A provider or providers looking to create a Commercial ACO should also be mindful of applicable laws in the states where the ACO will operate. Most states have laws prohibiting the corporate practice of medicine (CPOM), which generally prohibits corporations from employing physicians or contracting with physicians to provide medical care. In Indiana, for example, state law allows for employment or a contractual relationship as long as the entity hiring the physician does not direct or control the judgment of the licensed physician. Kentucky does not have regulations or statutes addressing CPOM, but Kentucky case law has adopted the CPOM doctrine.
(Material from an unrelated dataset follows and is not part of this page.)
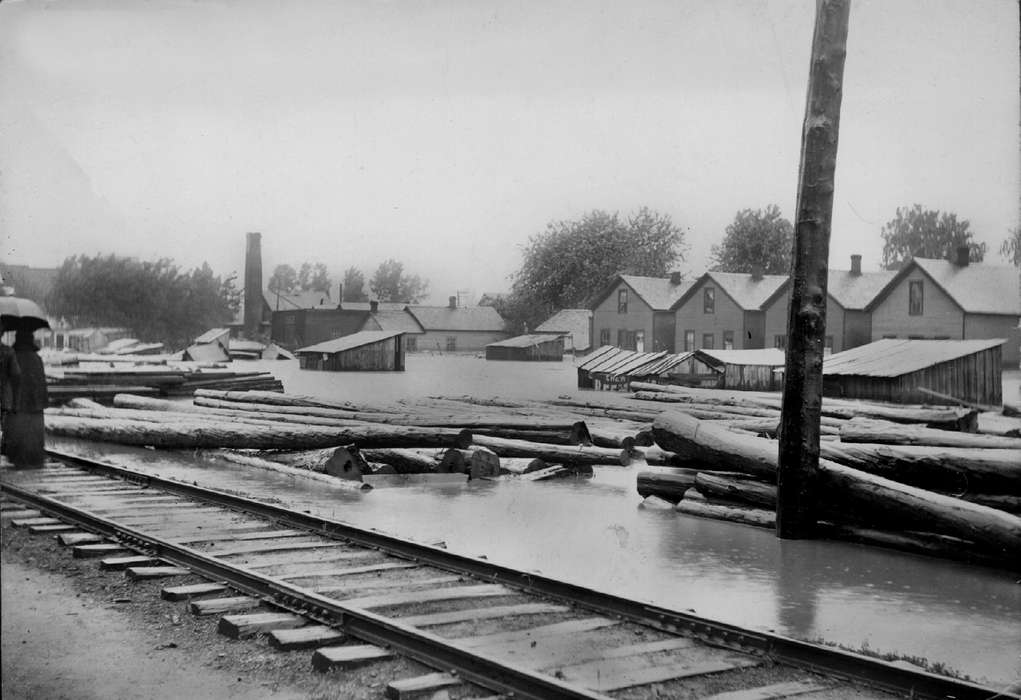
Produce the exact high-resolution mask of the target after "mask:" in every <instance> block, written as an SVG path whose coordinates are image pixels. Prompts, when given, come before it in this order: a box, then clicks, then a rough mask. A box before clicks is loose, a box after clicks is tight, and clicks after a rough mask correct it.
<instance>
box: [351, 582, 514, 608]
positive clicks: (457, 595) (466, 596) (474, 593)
mask: <svg viewBox="0 0 1021 700" xmlns="http://www.w3.org/2000/svg"><path fill="white" fill-rule="evenodd" d="M515 593H516V591H514V590H512V589H508V588H506V587H504V586H500V585H499V584H480V585H478V586H459V587H451V588H442V589H438V590H432V591H412V592H409V593H392V594H389V595H383V596H364V597H361V598H349V599H347V600H344V601H343V603H344V604H345V605H349V606H351V607H359V608H376V607H389V606H391V605H406V604H410V603H430V602H435V601H438V600H466V599H469V598H491V597H495V596H512V595H515Z"/></svg>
However, note that the Kentucky Board of Medical Licensure has issued an opinion that appears to allow for physicians to be employed by a hospital to provide medical services.
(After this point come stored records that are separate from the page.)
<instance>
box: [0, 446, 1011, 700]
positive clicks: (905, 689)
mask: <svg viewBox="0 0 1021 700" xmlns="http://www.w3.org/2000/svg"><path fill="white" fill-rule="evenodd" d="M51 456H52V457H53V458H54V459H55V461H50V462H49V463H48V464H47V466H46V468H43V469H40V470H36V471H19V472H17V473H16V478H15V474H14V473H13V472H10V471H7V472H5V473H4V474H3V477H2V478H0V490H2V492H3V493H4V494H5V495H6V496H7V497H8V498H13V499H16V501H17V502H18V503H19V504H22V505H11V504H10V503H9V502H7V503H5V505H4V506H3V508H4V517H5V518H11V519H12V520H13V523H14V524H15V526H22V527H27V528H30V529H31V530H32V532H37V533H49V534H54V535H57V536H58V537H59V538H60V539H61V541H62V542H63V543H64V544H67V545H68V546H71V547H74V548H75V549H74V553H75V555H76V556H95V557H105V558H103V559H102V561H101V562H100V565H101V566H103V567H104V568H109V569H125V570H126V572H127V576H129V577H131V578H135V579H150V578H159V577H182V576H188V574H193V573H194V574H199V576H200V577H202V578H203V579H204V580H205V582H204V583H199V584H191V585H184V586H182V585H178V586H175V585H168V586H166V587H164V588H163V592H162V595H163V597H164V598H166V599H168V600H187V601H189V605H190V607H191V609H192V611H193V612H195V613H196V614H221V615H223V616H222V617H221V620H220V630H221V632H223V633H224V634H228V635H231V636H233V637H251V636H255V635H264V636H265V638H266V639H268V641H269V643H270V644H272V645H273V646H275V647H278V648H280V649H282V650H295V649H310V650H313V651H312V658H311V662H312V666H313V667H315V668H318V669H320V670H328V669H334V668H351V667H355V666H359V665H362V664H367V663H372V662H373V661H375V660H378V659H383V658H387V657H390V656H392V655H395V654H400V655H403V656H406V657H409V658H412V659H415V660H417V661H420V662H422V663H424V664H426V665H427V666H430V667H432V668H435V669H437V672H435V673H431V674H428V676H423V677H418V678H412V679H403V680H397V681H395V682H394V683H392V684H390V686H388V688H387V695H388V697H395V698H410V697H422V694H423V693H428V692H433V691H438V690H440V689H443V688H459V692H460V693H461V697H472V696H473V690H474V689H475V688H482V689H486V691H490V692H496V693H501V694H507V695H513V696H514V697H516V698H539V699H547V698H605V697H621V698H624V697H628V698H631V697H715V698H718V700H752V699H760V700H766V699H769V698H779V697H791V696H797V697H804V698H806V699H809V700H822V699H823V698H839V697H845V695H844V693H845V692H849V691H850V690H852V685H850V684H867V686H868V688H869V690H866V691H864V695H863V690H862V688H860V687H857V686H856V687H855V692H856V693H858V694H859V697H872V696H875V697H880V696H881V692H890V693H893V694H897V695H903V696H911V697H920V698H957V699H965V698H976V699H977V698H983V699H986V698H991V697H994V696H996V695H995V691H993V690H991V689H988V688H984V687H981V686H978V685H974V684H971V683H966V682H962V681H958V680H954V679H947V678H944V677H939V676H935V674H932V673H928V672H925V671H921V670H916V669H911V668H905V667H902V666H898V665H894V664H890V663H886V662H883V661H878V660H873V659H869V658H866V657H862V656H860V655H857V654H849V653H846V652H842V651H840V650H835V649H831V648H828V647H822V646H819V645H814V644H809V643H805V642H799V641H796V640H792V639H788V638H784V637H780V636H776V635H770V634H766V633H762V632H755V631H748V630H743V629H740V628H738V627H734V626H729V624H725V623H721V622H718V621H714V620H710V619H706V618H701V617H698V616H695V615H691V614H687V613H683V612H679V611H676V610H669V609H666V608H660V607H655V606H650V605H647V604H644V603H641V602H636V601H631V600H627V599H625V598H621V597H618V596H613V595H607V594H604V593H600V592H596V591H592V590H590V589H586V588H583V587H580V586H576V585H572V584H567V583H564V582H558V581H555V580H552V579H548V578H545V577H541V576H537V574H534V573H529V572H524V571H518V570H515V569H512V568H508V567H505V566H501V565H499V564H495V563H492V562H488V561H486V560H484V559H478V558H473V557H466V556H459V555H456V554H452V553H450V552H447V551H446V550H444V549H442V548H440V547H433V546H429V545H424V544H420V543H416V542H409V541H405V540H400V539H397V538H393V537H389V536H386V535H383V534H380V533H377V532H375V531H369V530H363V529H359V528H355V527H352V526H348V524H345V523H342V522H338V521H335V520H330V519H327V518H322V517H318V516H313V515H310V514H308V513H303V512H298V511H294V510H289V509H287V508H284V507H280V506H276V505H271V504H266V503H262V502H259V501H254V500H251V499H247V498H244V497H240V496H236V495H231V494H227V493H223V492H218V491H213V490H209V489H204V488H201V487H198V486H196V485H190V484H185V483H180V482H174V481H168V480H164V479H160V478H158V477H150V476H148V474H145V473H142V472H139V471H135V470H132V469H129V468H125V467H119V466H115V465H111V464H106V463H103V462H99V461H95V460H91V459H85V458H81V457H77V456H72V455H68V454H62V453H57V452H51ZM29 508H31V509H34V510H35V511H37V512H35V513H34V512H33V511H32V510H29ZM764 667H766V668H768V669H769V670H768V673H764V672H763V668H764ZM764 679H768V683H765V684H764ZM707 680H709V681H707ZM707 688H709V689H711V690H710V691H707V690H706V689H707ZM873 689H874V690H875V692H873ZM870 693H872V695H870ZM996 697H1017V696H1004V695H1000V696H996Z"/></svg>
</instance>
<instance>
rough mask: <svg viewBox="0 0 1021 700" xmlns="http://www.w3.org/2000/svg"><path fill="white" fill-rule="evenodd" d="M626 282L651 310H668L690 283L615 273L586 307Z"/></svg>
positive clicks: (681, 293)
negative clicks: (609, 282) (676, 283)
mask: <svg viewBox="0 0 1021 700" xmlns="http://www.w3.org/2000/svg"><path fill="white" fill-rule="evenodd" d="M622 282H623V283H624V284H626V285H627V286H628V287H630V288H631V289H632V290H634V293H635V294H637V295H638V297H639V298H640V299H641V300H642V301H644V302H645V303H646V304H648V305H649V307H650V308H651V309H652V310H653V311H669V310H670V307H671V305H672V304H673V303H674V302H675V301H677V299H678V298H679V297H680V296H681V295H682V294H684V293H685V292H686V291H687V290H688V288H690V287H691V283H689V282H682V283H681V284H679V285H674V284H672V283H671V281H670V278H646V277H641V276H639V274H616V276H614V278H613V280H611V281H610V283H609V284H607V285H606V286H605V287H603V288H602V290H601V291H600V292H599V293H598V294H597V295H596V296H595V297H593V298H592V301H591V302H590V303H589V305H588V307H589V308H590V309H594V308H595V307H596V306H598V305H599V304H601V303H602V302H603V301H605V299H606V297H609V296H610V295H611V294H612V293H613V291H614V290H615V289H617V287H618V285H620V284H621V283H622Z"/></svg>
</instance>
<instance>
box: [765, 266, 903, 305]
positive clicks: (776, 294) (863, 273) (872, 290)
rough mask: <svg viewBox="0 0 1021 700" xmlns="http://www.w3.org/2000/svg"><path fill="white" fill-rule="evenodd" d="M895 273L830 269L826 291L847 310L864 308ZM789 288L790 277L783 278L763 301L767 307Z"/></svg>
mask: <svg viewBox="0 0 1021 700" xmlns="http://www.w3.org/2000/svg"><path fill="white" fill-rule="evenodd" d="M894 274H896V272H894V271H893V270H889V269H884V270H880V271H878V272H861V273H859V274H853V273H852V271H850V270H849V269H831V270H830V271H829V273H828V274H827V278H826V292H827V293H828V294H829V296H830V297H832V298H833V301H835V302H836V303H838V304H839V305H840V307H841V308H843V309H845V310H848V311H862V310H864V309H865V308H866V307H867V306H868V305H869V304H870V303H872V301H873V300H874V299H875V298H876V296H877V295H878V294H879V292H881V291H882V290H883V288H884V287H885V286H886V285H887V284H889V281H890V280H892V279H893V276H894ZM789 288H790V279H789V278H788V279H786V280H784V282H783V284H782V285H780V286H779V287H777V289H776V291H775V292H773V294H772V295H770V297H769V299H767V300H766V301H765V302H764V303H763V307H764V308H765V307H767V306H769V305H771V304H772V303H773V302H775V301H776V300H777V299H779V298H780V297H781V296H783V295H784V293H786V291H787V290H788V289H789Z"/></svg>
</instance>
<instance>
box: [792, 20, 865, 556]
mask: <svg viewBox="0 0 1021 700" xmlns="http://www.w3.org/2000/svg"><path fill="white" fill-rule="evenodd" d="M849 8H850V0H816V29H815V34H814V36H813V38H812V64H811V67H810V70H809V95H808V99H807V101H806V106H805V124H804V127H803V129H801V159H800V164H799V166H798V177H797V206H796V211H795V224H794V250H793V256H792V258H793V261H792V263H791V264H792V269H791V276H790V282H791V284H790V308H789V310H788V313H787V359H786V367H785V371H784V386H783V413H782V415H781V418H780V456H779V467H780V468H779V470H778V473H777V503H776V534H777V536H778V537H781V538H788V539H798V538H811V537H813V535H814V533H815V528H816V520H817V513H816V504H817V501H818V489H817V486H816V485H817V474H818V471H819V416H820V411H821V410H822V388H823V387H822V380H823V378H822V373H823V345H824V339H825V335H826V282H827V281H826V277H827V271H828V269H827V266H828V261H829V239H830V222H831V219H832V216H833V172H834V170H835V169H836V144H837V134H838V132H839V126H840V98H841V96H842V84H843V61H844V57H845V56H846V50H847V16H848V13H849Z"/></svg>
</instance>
There may also be insurance or managed care licensing laws at play in states where the ACO will operate that could apply to ACOs and other risk-bearing organizations.

Commercial ACOs and Antitrust Concerns

An ACO is a group of organizations, perhaps competitors, working together to provide care, establish costs, and share information. This structure raises concerns of antitrust violations. The Federal Trade Commission and Department of Justice issued a joint policy statement in 2011 detailing how the agencies will enforce U.S. antitrust laws but yet still encourage the establishment of ACOs. The government acknowledged that some ACOs operate in the commercial market as well as in the Medicare Shared Savings Program.

The statement says in part, “the agencies will not challenge as per se illegal a Shared Savings Program ACO that jointly negotiates with private insurers to serve patients in commercial markets if the ACO satisfies certain conditions” – complying with the CMS’ eligibility criteria and using the same governance and leadership structures and clinical and administrative processes to service both Medicare and commercial patients. The agencies will apply a “rule of reason” analysis in looking at any potential antitrust violation if these criteria are met.

CMS noted that ACOs that participate in servicing Medicare patients may have market power that could lead to higher rates charged to private payers in those markets. There were also concerns that ACOs that service both types of patients may begin to reduce the number of Medicare patients they care for in order to increase the number of more-profitable private payers.

There is no guidance from the agencies regarding Commercial-only ACOs, but just as with fraud and abuse laws, Commercial ACOs should structure their organizations in a way that mimics the Medicare Shared Savings Program requirements. Thus, it is important for Commercial ACOs to have an identifiable governing body that determines how the ACO will engage patients and promote evidence-based medicine, coordinate care, and report on cost and quality measures. ACOs should also avoid conduct that include the improper sharing of competitively sensitive information as well as exclusive contracts with providers, tying arrangements, and restrictions on private payers’ ability to share performance data. These types of behaviors may be considered anticompetitive.

The federal government will be examining the structures of these ACOs and watching for potential antitrust violations. There are concerns that as the number of ACOs continue to rise, the result will be consolidation of providers in certain areas. This may lead to reduced competition and higher prices (and possibly lower-quality care) for insurers and self-payers, defeating the patient benefit from the establishment of the ACO. Consolidation may also lead to ACOs being more selective in the patients they service, leaning toward higher-paying commercial insurance patients.

ACOs Will Only Continue to Grow

Commercial ACOs cover nearly 19 million people, more than twice the number covered by Medicare ACOs. As more private payers join ACOs, the number of Commercial ACOs will continue to grow. Physicians groups, hospitals, private insurers and other companies participating in a Commercial ACO should work with their legal team to determine how much risk they want to take on and to ensure they remain in compliance with applicable laws and regulations.